7 simple ways to build your confidence
Are you shy or easily embarrassed? Does an upcoming job interview or networking event strike fear in your heart? A lack of self-esteem, fear of the unknown or just plain nervousness can hold you back in work and life, but boosting your self-confidence is easier than you think. Here, two experts in positive psychology share their tips for losing insecurities and gaining poise:
Giving thanks for even the simplest things can help make you feel good about yourself, says Erika Chomina Carter, MA, who has a counseling background and teaches online psychology courses for University of Phoenix.

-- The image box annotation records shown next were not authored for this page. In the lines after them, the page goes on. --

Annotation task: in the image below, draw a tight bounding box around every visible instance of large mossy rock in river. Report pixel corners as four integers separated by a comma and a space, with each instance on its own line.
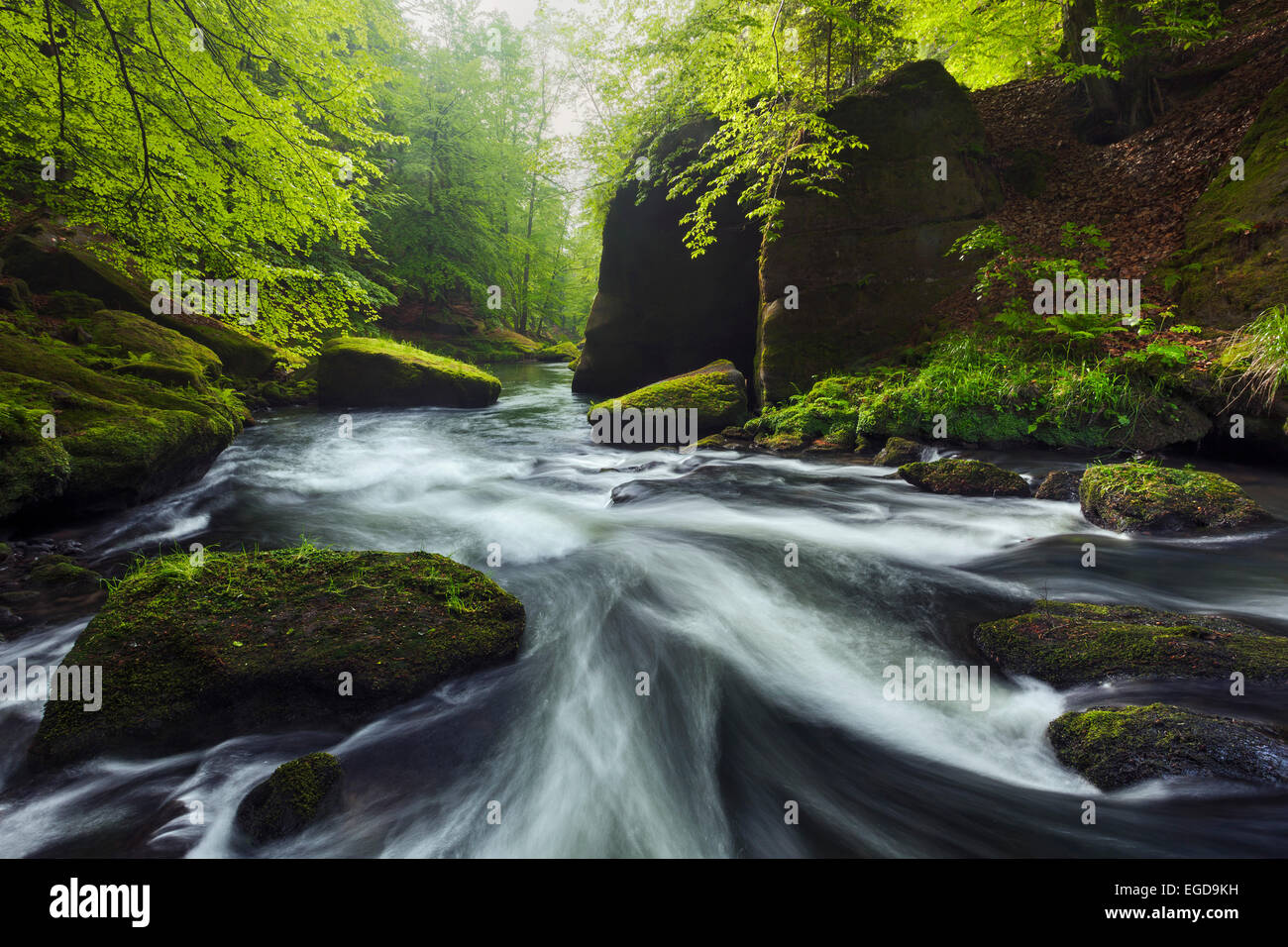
318, 336, 501, 407
29, 546, 524, 767
1175, 82, 1288, 329
587, 360, 747, 446
974, 601, 1288, 686
237, 753, 344, 845
755, 60, 1002, 403
0, 312, 245, 520
572, 120, 760, 395
0, 235, 278, 377
1078, 463, 1270, 532
1047, 703, 1288, 789
899, 458, 1031, 496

“We tend to get bogged down in negative thoughts, like ‘Why don’t I have this job or that car, or x amount of money?’ which saps our self-confidence,” she explains. Instead, she says to think about all that you have accomplished — “I graduated high school with honors,” “I’m the first in my family to attend college,” “I have a great work ethic,” and so on.

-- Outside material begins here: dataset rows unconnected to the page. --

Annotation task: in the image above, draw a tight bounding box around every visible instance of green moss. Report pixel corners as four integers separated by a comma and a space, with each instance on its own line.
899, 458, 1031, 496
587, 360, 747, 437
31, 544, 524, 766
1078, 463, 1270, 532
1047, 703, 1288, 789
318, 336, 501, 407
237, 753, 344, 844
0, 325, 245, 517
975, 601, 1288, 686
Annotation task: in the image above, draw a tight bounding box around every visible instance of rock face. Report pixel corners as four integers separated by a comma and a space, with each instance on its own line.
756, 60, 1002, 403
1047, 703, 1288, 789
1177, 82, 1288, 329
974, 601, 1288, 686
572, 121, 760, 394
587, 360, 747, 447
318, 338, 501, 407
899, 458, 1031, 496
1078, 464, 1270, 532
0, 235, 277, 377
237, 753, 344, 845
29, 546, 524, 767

“You’ll be amazed at all you have to be thankful for,” Carter adds.
Surround yourself with positive reinforcement.
You can train yourself to silence your inner critic and create a more optimistic mental dialogue, according to Carter. “Whenever that voice inside yourself says, ‘You can’t do that,’ or ‘You’ll look stupid,’ understand that it’s coming from a place of fear.”
She suggests concentrating on happy memories or other things that give you joy, like favorite foods or pastimes. “Creating that positive foundation in our heads helps build resilience, which strengthens us over time,” she says.

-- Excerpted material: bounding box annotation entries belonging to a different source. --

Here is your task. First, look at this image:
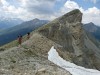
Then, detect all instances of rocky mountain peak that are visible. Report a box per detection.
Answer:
[38,9,99,67]
[38,9,83,51]
[60,9,82,23]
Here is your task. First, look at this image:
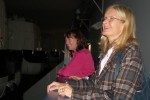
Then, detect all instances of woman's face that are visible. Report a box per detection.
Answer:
[65,35,77,51]
[102,8,124,43]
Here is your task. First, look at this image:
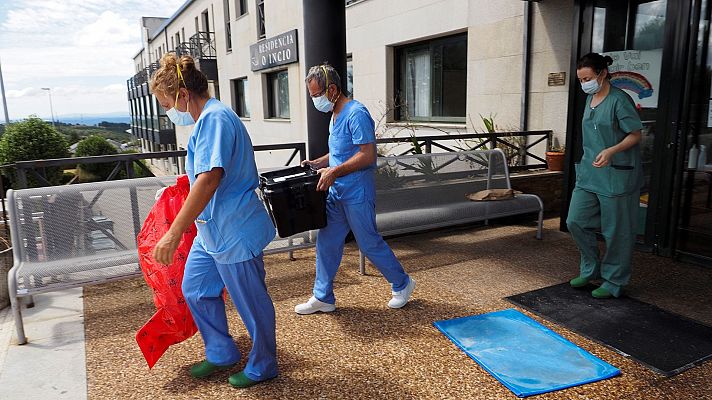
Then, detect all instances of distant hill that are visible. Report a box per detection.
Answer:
[56,113,131,126]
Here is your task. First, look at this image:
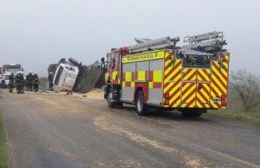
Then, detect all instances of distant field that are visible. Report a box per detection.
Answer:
[208,90,260,127]
[0,112,9,168]
[207,110,260,127]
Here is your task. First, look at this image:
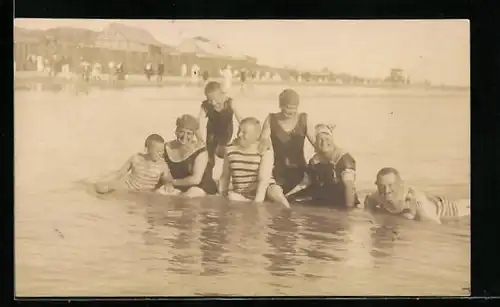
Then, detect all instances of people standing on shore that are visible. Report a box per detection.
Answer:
[196,81,241,180]
[165,114,217,197]
[191,64,200,86]
[220,65,233,93]
[156,60,165,83]
[260,89,315,200]
[219,117,290,208]
[240,68,247,92]
[144,62,154,81]
[115,62,126,81]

You also can build self-esteem through the company you keep, notes Jeana Esler, MS, an online instructor in the bachelor’s in psychology program. “Surround yourself with positive, healthy people who make you feel good about yourself,” Esler says. “Make time to spend with those who boost you up,” rather than those who are hypercritical or engage in other negative behaviors.
Prepare for the worst.
You can alleviate nervousness about things like public speaking by figuring out in advance how you’ll face the challenges.
“Ask yourself, ‘What’s the worst that could happen?’ and make a plan of what you’d do in that situation,” Carter advises, such as wearing comfortable shoes to reduce the chance of tripping on your way up to the stage to give a speech. “Once you have a plan in place, it’s easier to cancel out the negative thoughts that arise out of fear.”
Dress for the event.
Whether you’re attending a cocktail party or giving a business presentation, attire counts. “Clothes can make a difference,” Esler points out. “Dressing in clothes appropriate for the occasion, which fit our bodies well and that we feel good in can really boost self-confidence.”
Carter agrees. “I know people who dress up and even put on makeup when they’re working from home and won’t see anyone face to face because it helps improve their state of mind and makes them more productive,” she notes.
Going to the gym or even just taking a brisk walk strengthens both the body and mind, Esler stresses. “Exercise releases endorphins, which are known to boost our mood,” she explains. “The healthier we are, the better we feel about ourselves.”
Stand up straight and smile.
If you look confident on the outside, you can make yourself feel confident on the inside, Carter asserts. “When you stand up straight, your body language says, ‘I am someone to be respected. I have self-worth,’ and people will respond to you accordingly,” she points out. “And it’s hard not to get positive feedback when you smile.”
Talk to strangers.
Walking up to people you don’t know and talking to them is a surefire way to build self-esteem because you can control the conversation, according to Carter.
“If you’re scared to talk to strangers at parties, make a list of things you’d like to talk about ahead of time and practice discussing them,” she advises, noting that “What do you do for a living?” is a good question to start with. “Have bullet points prepared about yourself, too. Grab those opportunities to talk to others, and pat yourself on the back with a ‘Wow! I did that!’ afterward.”